I’m not gonna apologize for my love of Blue Öyster Cult. Here’s “Damaged”, a song that should have been a hit off an album that should have been a hit. They been done wrong.
Classic.
Here were last night’s goals:
- Pick up corpses
I had a particular problem with corpses. The player can’t move through them (although, due to a bug, the NPCs can), so corpses could potentially clog up the map, making completion impossible. I needed a good way to clear corpses. Eating them, as is done in Nethack, seemed yucky, but I thought it might be fun to pick them up and then toss them at NPCs for damage. Unfortunately, my current ‘get’ code only picks up what is where you are standing, and you can’t stand on corpses. I opted to just write a service that checks every 30 seconds for corpses, and then removes any it finds. - Item uses
The one behavior I don’t want is for the player to run through all the NPCs, get the wand of fire, and then just blast everything away from range. I added a random number of uses to every item. Once those are used up, I wrote another service that quietly removes the item from your inventory. I also limited your inventory to ten items, so stocking up would be more difficult. I also added damage to each weapon (previously, they all did just one damage), and a percent to hit chance (previously, they all always hit). This means that the player will always have to keep finding new items. Powerful items have very few uses, and the NPCs can use up those charges as well.
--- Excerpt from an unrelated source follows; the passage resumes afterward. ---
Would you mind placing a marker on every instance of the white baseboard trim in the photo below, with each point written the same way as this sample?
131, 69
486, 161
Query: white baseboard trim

I’d also thought to just have weapon uses stack, such that if you had a sword with 5 uses, and then you took a sword with 10 uses from an NPC, you would now have a sword with 15 uses. It quickly became clear that the player would soon have all possible items with so many uses that this would stop being any sort of limitation. I don’t want to see the player with a Wand of Fire that they can spam to cheese every encounter. - Wizard room
Becoming the Wizard of Yendor and blasting the NPC that finally brought the Amulet to the final room would be cheesy, so I wanted the player to lose the Amulet upon entering the final room. The Wizard can then use her lightning wand that does some crazy amount of damage to incinerate the player. Yes, there will be something the player can do to block this attack, but I need to leave some surprises.
To test situations where there are multiple NPCs in a room, I loaded up the Training Room with a bunch of them. I immediately found issues where NPCs were unresponsive, moved on top of each other, or kept moving between two spaces when they didn’t need to move at all. When I set specific spots for them to spawn in Tiled, sometimes they’d spawn there, sometimes no.
So, that meant a bit of debugging I didn’t necessarily want to do, but had to do.
Today, I’m taking a personal day at work to “jam” and create a script that can create an arbitrary number of dungeon levels, and then take it for a spin. Tomorrow, Saturday, the last day of the challenge, will be about tuning.